On an international level, despite its critical international acclaim, the internationally multi-award winning feature documentary In the Shadow of the Palms was declined nomination for the AFI Awards. The feature documentary has been invited to over 50 international film festivals around the world, and is the first Australian feature in international competition at the Yamagata International Documentary Film Festival in 13 years, since Black Harvest by legendary filmmakers the late Robin Anderson and Bob Connelly.

In 2005 with the appointment of Susan MacKinnion of the Australian government’s Film Finacing Agncey - FFC as jury member, the AFI once again broke its own rule which states that jurors ‘should have no vested interest in any of the entries they will be voting on, and will be required to sign a statutory declaration confirming this fact’.

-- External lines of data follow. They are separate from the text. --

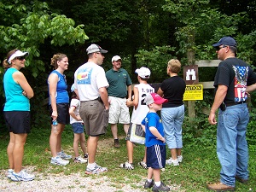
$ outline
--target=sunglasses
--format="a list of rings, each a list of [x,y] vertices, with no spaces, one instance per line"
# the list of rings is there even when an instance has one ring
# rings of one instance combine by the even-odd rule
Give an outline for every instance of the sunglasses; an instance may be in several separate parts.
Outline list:
[[[16,56],[15,59],[19,61],[23,61],[25,60],[25,56]]]
[[[224,48],[224,47],[227,47],[226,45],[223,45],[222,47],[216,47],[216,50],[217,51],[219,51],[221,49]]]

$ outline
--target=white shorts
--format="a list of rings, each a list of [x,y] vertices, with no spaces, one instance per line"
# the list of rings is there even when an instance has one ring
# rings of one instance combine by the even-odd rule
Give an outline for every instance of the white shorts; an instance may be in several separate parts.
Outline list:
[[[109,105],[109,124],[130,124],[130,112],[126,106],[126,98],[108,96]]]

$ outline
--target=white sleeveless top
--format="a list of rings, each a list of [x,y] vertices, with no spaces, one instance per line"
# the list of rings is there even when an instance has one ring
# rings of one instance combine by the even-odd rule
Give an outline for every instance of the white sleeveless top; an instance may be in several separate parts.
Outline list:
[[[147,94],[154,93],[154,89],[148,84],[139,84],[134,87],[138,89],[139,100],[137,109],[135,109],[135,107],[133,107],[131,122],[133,124],[141,125],[143,119],[144,119],[149,111],[149,108],[145,102],[145,97]]]

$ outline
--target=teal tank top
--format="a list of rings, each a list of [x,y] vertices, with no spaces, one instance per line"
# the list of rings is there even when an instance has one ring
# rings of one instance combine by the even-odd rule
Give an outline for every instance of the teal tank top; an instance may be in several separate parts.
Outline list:
[[[22,95],[22,88],[14,81],[13,73],[15,72],[18,72],[18,70],[9,68],[3,76],[6,99],[3,111],[30,111],[29,99]]]

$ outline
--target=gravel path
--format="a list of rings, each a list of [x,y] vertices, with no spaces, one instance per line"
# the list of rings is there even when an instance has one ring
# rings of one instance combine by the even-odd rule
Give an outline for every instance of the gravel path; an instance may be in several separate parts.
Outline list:
[[[35,173],[36,178],[30,182],[12,182],[6,177],[6,170],[0,172],[0,191],[22,191],[22,192],[48,192],[48,191],[146,191],[142,186],[143,183],[137,183],[141,189],[134,189],[130,184],[115,184],[109,182],[107,176],[84,177],[80,173],[64,174],[43,174]],[[116,186],[116,187],[115,187]]]

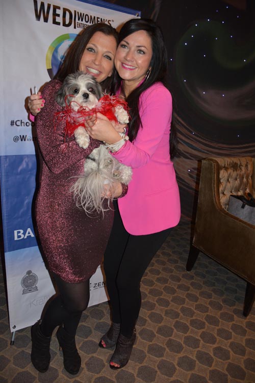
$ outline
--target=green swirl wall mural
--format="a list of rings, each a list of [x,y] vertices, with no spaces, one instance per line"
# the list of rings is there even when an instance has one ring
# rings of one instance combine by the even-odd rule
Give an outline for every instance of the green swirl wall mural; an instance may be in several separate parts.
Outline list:
[[[255,156],[255,2],[123,0],[162,29],[179,139],[183,215],[194,218],[200,160]]]

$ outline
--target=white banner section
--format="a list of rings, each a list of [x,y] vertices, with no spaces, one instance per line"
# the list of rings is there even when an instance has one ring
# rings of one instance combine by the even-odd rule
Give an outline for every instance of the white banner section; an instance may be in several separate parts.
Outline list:
[[[103,1],[8,0],[0,3],[0,175],[10,327],[40,318],[55,293],[36,241],[33,206],[36,135],[26,102],[55,75],[65,51],[88,25],[117,28],[140,12]],[[89,305],[107,300],[99,268]]]

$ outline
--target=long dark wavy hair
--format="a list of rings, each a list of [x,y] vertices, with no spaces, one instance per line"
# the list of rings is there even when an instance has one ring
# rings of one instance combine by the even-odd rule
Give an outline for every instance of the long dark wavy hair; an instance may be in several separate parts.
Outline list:
[[[159,26],[152,20],[134,18],[126,21],[119,33],[119,41],[121,42],[128,36],[138,31],[145,31],[151,39],[152,56],[150,63],[151,69],[149,77],[131,92],[126,99],[131,117],[129,127],[129,137],[131,141],[134,141],[137,136],[140,126],[142,128],[139,108],[141,93],[157,81],[161,81],[166,86],[168,70],[167,53],[162,32]],[[115,72],[112,92],[115,93],[121,86],[121,79]],[[177,150],[177,137],[173,122],[171,126],[170,146],[171,158],[173,158]]]
[[[103,22],[89,26],[76,37],[70,45],[63,63],[54,77],[54,79],[63,82],[68,75],[79,70],[80,63],[84,50],[90,39],[97,32],[102,32],[107,36],[113,36],[116,40],[116,45],[118,44],[118,33],[113,27]],[[114,67],[113,75],[100,83],[104,91],[110,91],[112,86],[112,82],[114,73]]]

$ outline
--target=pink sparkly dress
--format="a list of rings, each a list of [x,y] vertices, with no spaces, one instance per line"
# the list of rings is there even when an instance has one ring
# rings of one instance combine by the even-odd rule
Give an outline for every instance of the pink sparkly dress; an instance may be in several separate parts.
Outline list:
[[[52,80],[45,86],[45,106],[37,117],[40,158],[35,218],[46,266],[64,281],[79,283],[89,279],[102,260],[114,212],[89,217],[69,191],[86,157],[100,142],[90,138],[83,149],[72,138],[64,138],[64,122],[55,128],[54,114],[62,110],[55,96],[61,84]]]

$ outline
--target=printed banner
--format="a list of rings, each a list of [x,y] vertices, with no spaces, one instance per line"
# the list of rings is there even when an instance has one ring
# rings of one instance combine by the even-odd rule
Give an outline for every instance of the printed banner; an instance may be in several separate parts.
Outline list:
[[[32,211],[36,134],[28,118],[30,89],[53,77],[70,44],[88,25],[117,28],[139,11],[98,0],[8,0],[0,4],[0,176],[10,327],[32,325],[55,293],[36,241]],[[89,305],[107,300],[100,267]]]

The alleged jury stacking has once again shone a distorted light on its credibility; on its tax-payer funded cultural event. International film festival directors have expressed dismay and surprise at the way in which artistic expression and opinion have been unofficially censored and suppressed in Australia, by the subversion of regulation for political effect.

http://www.theage.com.au/news/film/afi-drama-over-bent-rules/2005/10/25/1130239521543.html

http://www.afi.org.au/latestnews/news_detailed.asp?id=48

http://www.theage.com.au/news/national/funding-withdrawn-from-jakarta-film-festival/2005/12/09/1134086807978.html

AFIA has also been castigated for narrow selection of artists for award nominations and an unfair judging process (ARIA Will Never Rock, Rhoderick Gates, Global Echo, 30th Oct, 06).